Celebre uomo di guerra olandese, il conte di Egmont (1522-1568) servì negli eserciti di Carlo V, per i suoi meriti fu nominato governatore e comandante generale delle Fiandre e dell'Arlois, cercò un accordo tra cattolici e protestanti, e col suo atteggiamento fermo e dignitoso divenne un punto di riferimento della resistenza fiamminga contro il governo spagnolo, invasore personificato dal Duca d'Alba.
Goethe ne fece il protagonista di una sua tragedia in cinque atti del 1787, caratterizzandolo come un personaggio solido e sereno, che non rinnega il suo passato di militare, che accetta il ruolo di mediatore perché da un lato è fedele servitore della monarchia dall'altro condivide le sofferenze del suo popolo. Eroe che rifiuta di fuggire davanti alla minaccia, non rinuncia al suo ideale di libertà e viene giustiziato nonostante i tentativi della amata Klärchen di mobilitare il popolo che lo aveva osannato e che alla fine lo abbandona.

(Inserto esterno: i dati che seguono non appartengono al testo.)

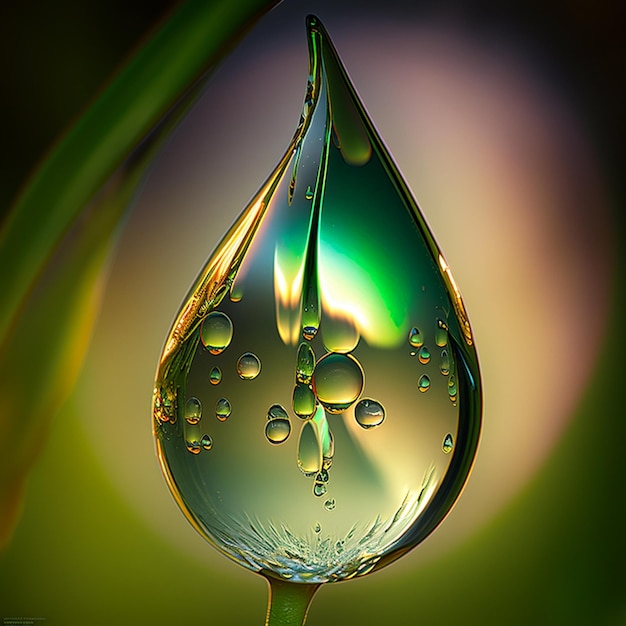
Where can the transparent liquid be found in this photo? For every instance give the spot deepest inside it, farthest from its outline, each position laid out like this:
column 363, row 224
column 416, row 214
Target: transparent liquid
column 317, row 404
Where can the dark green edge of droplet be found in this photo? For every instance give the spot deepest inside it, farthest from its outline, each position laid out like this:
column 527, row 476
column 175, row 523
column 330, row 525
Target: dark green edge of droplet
column 190, row 44
column 464, row 354
column 138, row 104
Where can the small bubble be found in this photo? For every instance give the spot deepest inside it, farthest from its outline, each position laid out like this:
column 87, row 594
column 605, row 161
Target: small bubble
column 452, row 388
column 424, row 355
column 215, row 376
column 308, row 332
column 216, row 332
column 248, row 366
column 319, row 489
column 222, row 409
column 423, row 383
column 322, row 477
column 193, row 446
column 441, row 334
column 416, row 339
column 369, row 413
column 276, row 411
column 277, row 430
column 303, row 400
column 445, row 362
column 305, row 363
column 337, row 381
column 193, row 410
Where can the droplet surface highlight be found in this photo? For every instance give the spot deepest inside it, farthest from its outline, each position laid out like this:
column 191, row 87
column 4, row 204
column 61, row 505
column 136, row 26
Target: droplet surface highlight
column 337, row 381
column 216, row 332
column 369, row 413
column 331, row 279
column 248, row 366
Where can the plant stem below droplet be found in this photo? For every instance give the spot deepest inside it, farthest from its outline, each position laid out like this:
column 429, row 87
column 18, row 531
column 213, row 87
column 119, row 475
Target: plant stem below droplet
column 288, row 602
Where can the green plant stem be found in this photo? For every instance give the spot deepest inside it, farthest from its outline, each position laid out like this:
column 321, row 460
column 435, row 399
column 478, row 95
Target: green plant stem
column 288, row 602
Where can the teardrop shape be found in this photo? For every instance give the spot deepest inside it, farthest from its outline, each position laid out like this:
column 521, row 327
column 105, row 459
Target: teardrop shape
column 331, row 257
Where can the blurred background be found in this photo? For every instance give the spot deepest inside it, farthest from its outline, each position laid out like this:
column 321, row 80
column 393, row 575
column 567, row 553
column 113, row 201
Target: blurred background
column 508, row 126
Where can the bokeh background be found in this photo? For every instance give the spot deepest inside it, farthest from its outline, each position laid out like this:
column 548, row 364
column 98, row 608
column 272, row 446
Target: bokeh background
column 507, row 124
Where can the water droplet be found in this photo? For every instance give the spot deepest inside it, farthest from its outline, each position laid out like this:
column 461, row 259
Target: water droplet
column 424, row 355
column 216, row 332
column 337, row 381
column 276, row 411
column 303, row 400
column 215, row 376
column 452, row 391
column 416, row 339
column 309, row 451
column 319, row 489
column 346, row 273
column 277, row 430
column 441, row 334
column 193, row 410
column 248, row 366
column 305, row 363
column 445, row 362
column 423, row 383
column 222, row 409
column 369, row 413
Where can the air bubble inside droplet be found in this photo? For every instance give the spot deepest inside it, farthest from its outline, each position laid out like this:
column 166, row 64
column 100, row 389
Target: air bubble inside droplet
column 423, row 383
column 416, row 339
column 369, row 413
column 193, row 410
column 215, row 376
column 216, row 332
column 337, row 381
column 277, row 430
column 309, row 451
column 248, row 366
column 441, row 334
column 303, row 400
column 445, row 363
column 222, row 409
column 424, row 355
column 305, row 363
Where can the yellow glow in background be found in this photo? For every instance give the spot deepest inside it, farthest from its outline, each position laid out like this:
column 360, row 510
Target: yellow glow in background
column 510, row 182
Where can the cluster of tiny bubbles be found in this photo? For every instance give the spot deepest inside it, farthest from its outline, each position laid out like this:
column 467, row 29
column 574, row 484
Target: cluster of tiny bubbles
column 368, row 413
column 216, row 332
column 193, row 410
column 321, row 480
column 278, row 426
column 215, row 376
column 222, row 409
column 248, row 366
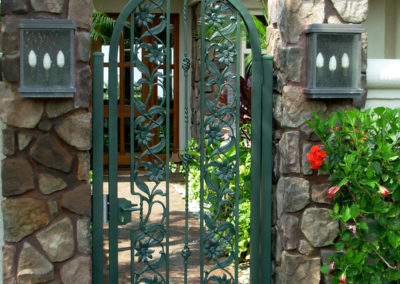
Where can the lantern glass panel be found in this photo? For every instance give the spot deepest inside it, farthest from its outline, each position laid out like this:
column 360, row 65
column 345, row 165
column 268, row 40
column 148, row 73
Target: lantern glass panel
column 336, row 61
column 48, row 58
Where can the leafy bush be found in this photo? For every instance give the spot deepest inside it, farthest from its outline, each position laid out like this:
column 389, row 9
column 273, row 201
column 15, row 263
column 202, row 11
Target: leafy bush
column 363, row 162
column 244, row 185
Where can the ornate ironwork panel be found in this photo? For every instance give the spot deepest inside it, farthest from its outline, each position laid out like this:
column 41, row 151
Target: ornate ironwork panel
column 148, row 24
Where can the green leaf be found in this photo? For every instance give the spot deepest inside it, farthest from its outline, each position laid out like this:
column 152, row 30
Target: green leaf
column 379, row 110
column 393, row 239
column 325, row 269
column 363, row 226
column 339, row 246
column 345, row 214
column 359, row 258
column 336, row 208
column 354, row 211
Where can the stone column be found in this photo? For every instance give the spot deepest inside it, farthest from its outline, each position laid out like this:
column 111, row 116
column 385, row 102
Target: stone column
column 45, row 173
column 302, row 224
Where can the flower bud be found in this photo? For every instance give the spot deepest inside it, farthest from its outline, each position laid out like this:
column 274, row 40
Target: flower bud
column 342, row 278
column 383, row 190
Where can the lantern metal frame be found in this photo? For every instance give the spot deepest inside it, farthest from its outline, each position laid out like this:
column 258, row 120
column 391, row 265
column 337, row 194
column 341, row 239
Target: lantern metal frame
column 316, row 92
column 49, row 25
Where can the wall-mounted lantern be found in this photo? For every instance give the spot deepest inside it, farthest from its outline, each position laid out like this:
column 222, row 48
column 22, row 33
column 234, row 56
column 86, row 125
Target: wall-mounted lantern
column 47, row 58
column 333, row 60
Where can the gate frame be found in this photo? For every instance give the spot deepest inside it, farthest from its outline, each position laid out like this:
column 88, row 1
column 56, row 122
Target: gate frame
column 261, row 152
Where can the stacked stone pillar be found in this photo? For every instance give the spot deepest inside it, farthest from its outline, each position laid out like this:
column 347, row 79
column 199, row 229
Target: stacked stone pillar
column 302, row 225
column 45, row 172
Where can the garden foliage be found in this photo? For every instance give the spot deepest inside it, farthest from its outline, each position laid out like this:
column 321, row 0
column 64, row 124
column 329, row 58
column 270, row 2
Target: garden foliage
column 244, row 186
column 363, row 161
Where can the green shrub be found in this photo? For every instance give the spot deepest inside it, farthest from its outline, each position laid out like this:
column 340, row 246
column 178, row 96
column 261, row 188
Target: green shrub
column 244, row 185
column 363, row 162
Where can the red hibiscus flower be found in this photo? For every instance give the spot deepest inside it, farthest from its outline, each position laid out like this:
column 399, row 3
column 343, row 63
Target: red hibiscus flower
column 315, row 157
column 332, row 191
column 383, row 190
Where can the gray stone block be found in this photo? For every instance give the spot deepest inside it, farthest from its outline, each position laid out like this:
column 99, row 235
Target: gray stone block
column 293, row 194
column 319, row 227
column 33, row 267
column 352, row 11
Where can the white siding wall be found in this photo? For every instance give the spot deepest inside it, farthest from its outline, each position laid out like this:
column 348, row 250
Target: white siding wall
column 383, row 73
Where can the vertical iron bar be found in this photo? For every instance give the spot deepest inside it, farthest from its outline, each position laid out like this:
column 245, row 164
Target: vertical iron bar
column 131, row 130
column 98, row 148
column 186, row 69
column 168, row 78
column 202, row 153
column 266, row 190
column 237, row 190
column 113, row 158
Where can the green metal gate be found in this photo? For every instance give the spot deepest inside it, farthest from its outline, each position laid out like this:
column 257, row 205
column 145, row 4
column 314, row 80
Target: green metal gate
column 149, row 240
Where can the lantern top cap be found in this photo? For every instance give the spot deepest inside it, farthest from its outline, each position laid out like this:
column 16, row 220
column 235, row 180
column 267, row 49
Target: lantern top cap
column 335, row 28
column 46, row 24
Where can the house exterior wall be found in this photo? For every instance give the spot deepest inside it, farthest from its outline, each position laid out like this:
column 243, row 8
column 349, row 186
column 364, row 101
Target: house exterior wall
column 301, row 221
column 45, row 172
column 383, row 73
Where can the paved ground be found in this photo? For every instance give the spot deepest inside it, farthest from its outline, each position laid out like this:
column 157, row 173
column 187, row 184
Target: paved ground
column 177, row 236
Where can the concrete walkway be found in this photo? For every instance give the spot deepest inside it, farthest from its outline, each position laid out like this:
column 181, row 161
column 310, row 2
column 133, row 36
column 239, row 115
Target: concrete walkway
column 177, row 237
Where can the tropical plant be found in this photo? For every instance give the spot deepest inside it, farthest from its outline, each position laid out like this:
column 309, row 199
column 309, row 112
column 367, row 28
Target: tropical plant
column 102, row 26
column 363, row 161
column 244, row 186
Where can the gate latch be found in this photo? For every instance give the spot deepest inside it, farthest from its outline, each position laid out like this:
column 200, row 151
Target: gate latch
column 125, row 209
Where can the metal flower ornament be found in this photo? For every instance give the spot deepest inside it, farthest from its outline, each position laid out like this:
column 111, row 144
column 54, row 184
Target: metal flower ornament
column 315, row 157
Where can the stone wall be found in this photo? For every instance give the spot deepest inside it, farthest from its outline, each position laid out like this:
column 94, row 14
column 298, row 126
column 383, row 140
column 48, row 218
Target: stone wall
column 302, row 225
column 45, row 174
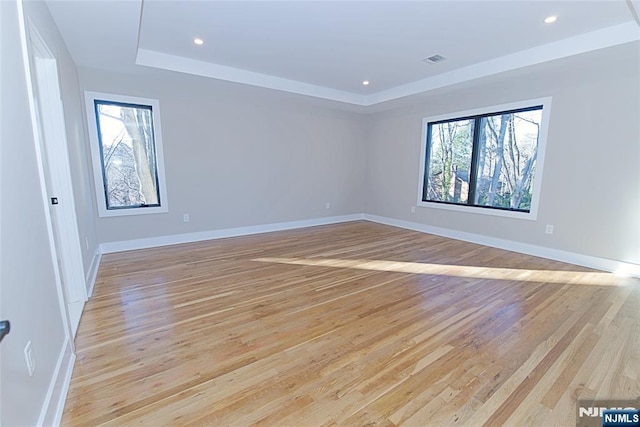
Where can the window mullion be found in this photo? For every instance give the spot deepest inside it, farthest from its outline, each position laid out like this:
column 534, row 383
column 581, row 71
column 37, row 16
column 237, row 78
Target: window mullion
column 475, row 150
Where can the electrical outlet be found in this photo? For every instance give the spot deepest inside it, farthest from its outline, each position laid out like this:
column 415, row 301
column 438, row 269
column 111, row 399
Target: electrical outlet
column 31, row 361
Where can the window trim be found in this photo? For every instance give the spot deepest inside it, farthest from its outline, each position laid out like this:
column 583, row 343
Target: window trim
column 96, row 153
column 484, row 111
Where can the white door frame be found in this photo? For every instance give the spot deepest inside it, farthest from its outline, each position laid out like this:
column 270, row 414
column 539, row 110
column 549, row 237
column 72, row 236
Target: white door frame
column 52, row 151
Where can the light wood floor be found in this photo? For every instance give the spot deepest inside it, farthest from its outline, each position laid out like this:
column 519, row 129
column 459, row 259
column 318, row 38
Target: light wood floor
column 352, row 324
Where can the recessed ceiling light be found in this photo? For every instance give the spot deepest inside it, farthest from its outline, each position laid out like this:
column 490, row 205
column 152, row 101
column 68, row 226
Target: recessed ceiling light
column 434, row 59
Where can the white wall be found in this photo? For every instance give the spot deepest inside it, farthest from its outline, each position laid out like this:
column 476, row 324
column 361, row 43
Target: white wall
column 591, row 183
column 38, row 14
column 239, row 156
column 29, row 293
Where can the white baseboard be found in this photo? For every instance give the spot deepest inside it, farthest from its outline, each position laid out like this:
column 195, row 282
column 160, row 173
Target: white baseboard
column 51, row 413
column 597, row 263
column 92, row 274
column 152, row 242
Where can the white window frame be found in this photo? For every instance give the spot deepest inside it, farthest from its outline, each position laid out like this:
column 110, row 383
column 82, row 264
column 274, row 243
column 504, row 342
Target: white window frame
column 537, row 182
column 96, row 160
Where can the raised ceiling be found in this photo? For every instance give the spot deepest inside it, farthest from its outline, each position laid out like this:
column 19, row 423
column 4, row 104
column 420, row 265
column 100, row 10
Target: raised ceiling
column 326, row 49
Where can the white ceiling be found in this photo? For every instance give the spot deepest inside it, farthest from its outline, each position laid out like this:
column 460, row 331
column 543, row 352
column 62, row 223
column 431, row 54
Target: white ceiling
column 326, row 49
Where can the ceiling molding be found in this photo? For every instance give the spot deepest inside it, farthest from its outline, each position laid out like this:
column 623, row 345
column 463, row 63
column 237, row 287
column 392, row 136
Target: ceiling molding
column 595, row 40
column 181, row 64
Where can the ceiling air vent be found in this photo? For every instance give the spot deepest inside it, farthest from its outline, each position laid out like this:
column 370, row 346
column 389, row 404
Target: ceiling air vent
column 434, row 59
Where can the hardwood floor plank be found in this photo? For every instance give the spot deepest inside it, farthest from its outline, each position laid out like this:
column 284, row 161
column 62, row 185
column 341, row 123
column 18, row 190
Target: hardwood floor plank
column 349, row 324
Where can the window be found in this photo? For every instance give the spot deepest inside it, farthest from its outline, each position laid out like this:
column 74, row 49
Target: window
column 126, row 148
column 486, row 161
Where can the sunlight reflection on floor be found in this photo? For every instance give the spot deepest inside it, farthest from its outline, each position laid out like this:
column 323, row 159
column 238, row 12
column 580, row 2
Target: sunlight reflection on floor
column 592, row 278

Quando Joseph Marti von Luchsenstein, direttore dell'Hofburgtheater di Vienna nel 1809 chiese a Beethoven, grande ammiratore di Goethe, di scrivere le musiche di scena per una ripresa del dramma, il compositore accettò con entusiasmo. La stesura della partitura, che comprende un'Ouverture e nove pezzi (quatto intermezzi, due Lieder per soprano e orchestra, due "melodrammi", cioè scene recitate con accompagnamento strumentale, e una Sinfonia di vittoria, che richiama i temi dell'Ouverture) iniziò nell'ottobre del 1809 e fu portata a termine nel giugno del 1810, e il 15 dello stesso mese ci fu la prima esecuzione all'Hofburg-theater. Il 12 aprile 1911 Beethoven inviò a Goethe la partitura chiedendogli un suo giudizio, che fu positivo, sottolineando la perfetta coincidenza della musica con le sue idee poetiche. Il compositore in effetti vedeva descritti nel dramma di Goethe quegli ideali morali di derivazione kantiana, che gli erano molto cari: libertà, eroismo, sacrificio, volti a un fine superiore e al bene comune, oltre al tema della morte di un eroe che lo aveva tanto ispirato.

Nell'Ouverture, in fa minore, costruita sullo stesso modello Lento-Allegro dell'Ouverture del Coriolano, Beethoven rispetta i principi della forma-sonata, ma trasfomando la musica in un condensato dell'azione sia sul piano drammatico che su quello psicologico, imprimendovi un carattere eloquente e commovente, evitando però la magniloquenza per mettere in evidenza la fierezza e la dignità del suo protagonista. L'introduzione lenta si apre con un accordo all'unisono di tutta l'orchestra, poi si muove alternando gli accordi gravi degli archi e gli accenti evocativi degli strumenti a fiato, poi lascia emergere una breve frase lirica, sostenuta dal ritmo insistente degli archi e dei timpani. Segue L'Allegro, che corrisponde al momento della lotta, è percorso da una grandissima energia ed è abilmente costruito con una serie di motivi, ciascuno ricavato da un brano già ascoltato precedentemente. Gli archi formano un grande crescendo, fino a che una passaggio dal maggiore al minore affievolisce la tensione e introduce un tema che è una variante del primo tema dell'introduzione e che ripropone la contrapposizione tra archi e fiati. Dopo lo sviluppo, che genera lo stesso clima di tensione e attesa dell'introduzione, la ripresa è prolungata da una coda, ancora giocata sulla opposizione timbrica e dinamica tra il fortissimo di quattro corni e una frase triste degli archi. Tutto improvvisamente si arresta su un accordo in pianissimo, un momento di calma prima del crescendo e dell'accelerazione ritmica che sfociano su una fanfara gioiosa dei fiati che coincide con il trionfo degli ideali dell'eroe.